Por cada ano que passa, é cada vez mais difícil de suportar o frio. Um frio húmido, que enche as janelas com gotas de água de transpiração e paredes cinzentas com pontos negros de bolor. Cada vez mais agasalhado, com polares vestidos e meias grossas para não gelar os pés, sendo que a única parte do corpo que está gelada é a ponta do nariz, em pingo, como um focinho molhado de um cão.
Lareira acesa, edredões e cobertores nos sofás e camas, controlando sempre a temperatura pela vapor de água que emana da respiração. Os meus putos acham piada, sempre a quererem fumar o frio que o vapor lhes dá e a tentarem desenhar figuras à medida que o fumo é expelido pela boca, como desenhos animados.
Quando olham pelas notícias da televisão, perguntam sempre quando é que vamos à Serra da Estrela ver a neve. Querem tocar no gelo, fazer bonecos de neve, rebolar e fazer “sku”. Eu tento adiar, dizendo que nesta altura é perigoso, que podemos ficar presos num nevão e que a viagem pode ser perigosa.
Faz-me lembrar as viagens pela altura da Páscoa à terra dos meus avós, serpenteadas de Seia à Torre, com encostas pintadas de pequenos bocados de neve como algodão, até chegar ao manto branco da Torre.

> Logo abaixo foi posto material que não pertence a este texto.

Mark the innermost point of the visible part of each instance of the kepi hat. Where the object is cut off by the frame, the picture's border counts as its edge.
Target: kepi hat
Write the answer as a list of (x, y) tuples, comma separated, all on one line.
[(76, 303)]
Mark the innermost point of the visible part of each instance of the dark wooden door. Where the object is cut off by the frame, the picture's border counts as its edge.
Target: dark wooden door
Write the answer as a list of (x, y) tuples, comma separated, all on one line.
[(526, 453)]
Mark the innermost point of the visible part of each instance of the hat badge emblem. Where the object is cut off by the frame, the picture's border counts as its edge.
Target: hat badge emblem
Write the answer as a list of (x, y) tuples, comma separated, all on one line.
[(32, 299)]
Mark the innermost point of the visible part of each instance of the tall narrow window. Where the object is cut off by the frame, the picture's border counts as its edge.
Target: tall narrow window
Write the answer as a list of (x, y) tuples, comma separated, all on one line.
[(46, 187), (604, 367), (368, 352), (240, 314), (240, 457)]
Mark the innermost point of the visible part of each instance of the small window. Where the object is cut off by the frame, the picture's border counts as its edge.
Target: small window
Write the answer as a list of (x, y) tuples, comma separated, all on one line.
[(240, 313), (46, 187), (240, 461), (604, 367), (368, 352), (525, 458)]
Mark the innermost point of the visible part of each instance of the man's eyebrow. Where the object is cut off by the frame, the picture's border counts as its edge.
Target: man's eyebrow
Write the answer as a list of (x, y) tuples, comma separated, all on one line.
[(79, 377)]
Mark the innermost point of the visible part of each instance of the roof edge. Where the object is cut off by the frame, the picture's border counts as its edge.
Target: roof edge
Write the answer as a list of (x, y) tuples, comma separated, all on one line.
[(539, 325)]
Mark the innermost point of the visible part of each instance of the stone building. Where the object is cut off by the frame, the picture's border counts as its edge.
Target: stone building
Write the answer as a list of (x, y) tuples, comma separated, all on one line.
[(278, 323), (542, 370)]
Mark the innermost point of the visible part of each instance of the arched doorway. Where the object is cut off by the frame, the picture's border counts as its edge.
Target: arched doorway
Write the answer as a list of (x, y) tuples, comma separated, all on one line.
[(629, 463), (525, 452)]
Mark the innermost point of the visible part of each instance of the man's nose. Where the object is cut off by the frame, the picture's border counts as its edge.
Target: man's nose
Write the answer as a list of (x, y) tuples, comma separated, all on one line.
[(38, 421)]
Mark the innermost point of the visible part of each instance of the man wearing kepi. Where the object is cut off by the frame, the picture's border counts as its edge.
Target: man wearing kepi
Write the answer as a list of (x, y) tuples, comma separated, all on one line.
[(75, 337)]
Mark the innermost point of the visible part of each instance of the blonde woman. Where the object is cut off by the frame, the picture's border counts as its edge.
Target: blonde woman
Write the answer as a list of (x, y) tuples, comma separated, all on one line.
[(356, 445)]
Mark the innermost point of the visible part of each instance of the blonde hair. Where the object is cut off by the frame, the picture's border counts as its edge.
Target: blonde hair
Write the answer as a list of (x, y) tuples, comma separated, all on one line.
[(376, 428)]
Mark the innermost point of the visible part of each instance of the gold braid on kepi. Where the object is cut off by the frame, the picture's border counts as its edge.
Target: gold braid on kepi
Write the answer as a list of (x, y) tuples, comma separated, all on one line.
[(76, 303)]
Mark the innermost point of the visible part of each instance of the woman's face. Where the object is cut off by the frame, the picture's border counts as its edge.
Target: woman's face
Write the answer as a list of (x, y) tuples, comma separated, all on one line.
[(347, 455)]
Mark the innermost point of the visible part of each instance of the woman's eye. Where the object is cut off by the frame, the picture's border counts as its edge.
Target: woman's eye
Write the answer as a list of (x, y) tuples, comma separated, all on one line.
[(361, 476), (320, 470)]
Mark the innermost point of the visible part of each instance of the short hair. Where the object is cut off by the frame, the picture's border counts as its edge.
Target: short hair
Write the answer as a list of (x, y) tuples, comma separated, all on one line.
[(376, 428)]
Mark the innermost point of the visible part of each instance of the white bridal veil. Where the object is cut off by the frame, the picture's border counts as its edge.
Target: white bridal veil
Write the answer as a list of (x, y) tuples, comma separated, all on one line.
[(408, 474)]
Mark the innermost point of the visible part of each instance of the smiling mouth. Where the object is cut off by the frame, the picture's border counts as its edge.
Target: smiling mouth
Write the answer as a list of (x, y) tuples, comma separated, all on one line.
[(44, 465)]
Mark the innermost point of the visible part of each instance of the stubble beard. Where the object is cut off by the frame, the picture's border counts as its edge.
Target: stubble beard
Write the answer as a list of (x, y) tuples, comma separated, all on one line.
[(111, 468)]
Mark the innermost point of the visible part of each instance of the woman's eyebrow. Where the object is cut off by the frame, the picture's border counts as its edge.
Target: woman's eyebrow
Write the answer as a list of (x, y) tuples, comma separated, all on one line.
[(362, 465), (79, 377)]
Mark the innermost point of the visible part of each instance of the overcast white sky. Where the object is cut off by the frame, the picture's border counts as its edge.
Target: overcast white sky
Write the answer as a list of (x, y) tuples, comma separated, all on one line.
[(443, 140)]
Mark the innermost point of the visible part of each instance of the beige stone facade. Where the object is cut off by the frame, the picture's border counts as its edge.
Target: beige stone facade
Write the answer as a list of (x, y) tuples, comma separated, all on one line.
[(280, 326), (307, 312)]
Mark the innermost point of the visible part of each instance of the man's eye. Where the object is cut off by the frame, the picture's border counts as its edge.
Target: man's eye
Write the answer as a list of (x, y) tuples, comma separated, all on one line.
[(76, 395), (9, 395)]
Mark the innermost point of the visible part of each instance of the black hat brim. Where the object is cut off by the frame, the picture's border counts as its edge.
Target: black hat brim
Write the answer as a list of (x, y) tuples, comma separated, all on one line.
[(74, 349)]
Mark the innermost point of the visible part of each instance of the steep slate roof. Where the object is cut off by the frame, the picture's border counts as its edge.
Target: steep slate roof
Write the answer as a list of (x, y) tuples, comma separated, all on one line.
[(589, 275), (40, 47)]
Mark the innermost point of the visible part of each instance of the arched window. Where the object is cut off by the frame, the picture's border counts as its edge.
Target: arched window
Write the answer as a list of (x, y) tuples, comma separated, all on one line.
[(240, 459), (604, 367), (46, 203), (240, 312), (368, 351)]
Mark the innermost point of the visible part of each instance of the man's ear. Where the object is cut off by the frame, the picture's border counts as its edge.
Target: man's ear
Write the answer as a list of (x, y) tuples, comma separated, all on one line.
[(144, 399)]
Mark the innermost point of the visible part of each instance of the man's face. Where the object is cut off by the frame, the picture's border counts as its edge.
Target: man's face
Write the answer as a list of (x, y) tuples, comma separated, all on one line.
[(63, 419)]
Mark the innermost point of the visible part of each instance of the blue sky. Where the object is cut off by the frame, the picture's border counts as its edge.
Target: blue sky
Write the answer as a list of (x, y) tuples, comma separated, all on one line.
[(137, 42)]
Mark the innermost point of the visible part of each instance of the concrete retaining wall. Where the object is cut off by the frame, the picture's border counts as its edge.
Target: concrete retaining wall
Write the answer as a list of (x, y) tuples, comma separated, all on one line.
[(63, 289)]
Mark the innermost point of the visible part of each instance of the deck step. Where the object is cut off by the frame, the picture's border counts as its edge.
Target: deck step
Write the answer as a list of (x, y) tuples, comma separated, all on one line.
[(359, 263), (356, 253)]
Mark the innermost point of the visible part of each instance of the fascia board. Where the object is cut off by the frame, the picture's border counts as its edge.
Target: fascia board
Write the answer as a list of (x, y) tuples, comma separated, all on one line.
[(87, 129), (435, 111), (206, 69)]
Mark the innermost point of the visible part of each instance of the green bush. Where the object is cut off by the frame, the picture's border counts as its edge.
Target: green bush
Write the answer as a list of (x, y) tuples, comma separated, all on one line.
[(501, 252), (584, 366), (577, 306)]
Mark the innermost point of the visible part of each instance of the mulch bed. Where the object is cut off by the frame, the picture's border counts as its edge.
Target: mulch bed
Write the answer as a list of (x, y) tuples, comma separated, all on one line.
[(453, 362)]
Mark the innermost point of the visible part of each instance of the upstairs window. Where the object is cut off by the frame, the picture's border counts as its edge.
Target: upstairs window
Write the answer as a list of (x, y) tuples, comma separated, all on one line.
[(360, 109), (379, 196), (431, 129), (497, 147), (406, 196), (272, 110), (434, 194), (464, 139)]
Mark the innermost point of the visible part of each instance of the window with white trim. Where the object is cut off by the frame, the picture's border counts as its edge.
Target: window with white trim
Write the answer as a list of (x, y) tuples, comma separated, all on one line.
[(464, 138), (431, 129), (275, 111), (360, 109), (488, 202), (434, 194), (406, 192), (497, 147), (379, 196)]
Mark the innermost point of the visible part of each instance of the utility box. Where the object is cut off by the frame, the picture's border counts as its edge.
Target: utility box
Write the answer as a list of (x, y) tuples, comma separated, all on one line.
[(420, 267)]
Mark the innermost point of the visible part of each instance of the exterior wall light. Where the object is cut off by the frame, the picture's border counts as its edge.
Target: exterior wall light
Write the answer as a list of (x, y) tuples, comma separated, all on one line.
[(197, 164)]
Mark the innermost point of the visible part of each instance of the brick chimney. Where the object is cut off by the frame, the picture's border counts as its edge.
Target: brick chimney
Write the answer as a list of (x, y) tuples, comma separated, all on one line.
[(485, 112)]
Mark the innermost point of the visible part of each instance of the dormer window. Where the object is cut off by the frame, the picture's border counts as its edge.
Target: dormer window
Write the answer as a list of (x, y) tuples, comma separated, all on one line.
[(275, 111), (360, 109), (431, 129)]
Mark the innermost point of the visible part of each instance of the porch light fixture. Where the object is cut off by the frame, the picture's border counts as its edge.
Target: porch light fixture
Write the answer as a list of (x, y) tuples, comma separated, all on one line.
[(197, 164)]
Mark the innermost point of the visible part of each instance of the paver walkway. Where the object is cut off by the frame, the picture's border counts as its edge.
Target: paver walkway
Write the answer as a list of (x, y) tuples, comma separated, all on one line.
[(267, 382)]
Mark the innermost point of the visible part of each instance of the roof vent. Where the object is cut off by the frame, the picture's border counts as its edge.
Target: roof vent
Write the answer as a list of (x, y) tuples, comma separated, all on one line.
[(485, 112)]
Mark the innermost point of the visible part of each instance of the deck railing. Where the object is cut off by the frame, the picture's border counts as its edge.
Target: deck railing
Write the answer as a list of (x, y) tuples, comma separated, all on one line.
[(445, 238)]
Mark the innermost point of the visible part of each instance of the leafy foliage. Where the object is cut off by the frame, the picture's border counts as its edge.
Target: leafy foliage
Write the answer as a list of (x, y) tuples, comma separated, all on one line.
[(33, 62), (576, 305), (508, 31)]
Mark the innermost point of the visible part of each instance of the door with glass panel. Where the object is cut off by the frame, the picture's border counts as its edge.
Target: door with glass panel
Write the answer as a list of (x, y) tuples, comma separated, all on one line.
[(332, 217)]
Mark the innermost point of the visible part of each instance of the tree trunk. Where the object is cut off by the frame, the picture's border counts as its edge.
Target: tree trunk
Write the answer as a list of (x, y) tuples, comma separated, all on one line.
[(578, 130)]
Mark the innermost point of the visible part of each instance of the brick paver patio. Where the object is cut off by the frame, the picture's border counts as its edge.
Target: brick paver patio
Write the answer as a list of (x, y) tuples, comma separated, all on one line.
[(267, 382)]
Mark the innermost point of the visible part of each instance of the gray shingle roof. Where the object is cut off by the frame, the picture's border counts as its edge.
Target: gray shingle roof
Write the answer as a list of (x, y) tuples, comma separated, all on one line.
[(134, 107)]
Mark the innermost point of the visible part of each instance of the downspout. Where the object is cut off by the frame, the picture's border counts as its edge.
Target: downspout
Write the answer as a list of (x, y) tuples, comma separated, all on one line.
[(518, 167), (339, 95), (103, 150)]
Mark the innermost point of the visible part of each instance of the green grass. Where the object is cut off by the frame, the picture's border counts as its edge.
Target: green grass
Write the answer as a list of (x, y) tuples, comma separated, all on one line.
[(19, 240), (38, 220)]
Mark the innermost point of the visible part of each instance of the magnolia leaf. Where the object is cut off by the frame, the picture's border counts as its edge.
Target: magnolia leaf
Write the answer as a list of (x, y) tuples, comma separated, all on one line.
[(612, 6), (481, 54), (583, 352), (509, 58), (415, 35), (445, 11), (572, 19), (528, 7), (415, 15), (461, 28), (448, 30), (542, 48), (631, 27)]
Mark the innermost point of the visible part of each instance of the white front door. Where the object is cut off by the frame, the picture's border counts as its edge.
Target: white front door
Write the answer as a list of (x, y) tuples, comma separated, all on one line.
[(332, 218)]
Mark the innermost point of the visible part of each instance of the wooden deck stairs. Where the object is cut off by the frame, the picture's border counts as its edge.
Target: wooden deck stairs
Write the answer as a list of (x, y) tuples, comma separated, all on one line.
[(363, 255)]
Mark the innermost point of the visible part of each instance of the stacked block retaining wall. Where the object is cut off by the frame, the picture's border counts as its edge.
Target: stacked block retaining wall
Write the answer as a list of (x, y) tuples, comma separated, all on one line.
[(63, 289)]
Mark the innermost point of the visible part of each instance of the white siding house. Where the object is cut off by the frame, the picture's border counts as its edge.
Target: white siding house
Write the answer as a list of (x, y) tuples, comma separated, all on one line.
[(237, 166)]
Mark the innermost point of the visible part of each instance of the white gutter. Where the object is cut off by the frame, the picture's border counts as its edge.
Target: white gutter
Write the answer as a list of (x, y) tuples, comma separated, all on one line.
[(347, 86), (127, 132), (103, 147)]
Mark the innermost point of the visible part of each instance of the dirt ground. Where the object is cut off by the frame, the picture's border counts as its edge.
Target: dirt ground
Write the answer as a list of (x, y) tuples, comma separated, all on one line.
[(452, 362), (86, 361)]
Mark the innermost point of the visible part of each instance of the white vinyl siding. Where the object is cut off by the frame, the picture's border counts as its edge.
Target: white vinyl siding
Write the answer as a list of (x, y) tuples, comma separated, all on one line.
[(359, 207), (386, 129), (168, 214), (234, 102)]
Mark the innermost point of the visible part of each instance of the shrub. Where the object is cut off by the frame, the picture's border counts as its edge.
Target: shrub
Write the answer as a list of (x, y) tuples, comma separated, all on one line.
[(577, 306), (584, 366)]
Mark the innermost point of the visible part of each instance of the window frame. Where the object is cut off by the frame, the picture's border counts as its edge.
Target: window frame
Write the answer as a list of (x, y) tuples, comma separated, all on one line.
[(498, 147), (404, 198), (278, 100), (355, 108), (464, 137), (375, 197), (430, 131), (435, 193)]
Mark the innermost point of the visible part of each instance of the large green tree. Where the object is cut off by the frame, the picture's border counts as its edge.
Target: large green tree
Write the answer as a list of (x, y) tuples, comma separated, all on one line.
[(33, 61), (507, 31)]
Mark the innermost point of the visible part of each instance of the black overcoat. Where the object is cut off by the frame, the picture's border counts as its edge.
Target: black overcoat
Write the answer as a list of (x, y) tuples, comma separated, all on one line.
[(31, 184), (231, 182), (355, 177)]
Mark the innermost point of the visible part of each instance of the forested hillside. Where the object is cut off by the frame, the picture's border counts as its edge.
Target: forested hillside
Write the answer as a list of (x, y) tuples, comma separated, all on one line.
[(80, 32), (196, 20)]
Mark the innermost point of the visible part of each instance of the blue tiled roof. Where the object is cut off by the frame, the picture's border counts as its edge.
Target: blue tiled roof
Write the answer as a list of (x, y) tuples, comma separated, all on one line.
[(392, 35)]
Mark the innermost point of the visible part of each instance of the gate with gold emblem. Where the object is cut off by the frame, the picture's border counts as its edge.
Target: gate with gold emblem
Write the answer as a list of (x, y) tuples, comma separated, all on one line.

Tento descrever este cenário idílico aos miúdos, dizendo que já nevou no Cartaxo há 10 anos, mais propriamente no dia 29 de janeiro de 2006, num belo domingo. Que nevou na nossa casa, ficando o telhado e as terras brancas, o nosso saudoso cão Max, com o seu pelo preto tapado com flocos de neve e a não perceber o que que estava a acontecer. Dou por mim de pijama e robe cinzento na rua, a tirar fotografias e a sentir a neve da Serra da Estrela nas minhas mãos. E digo aos miúdos, é este ano que vamos à Serra, ver o topo do mundo.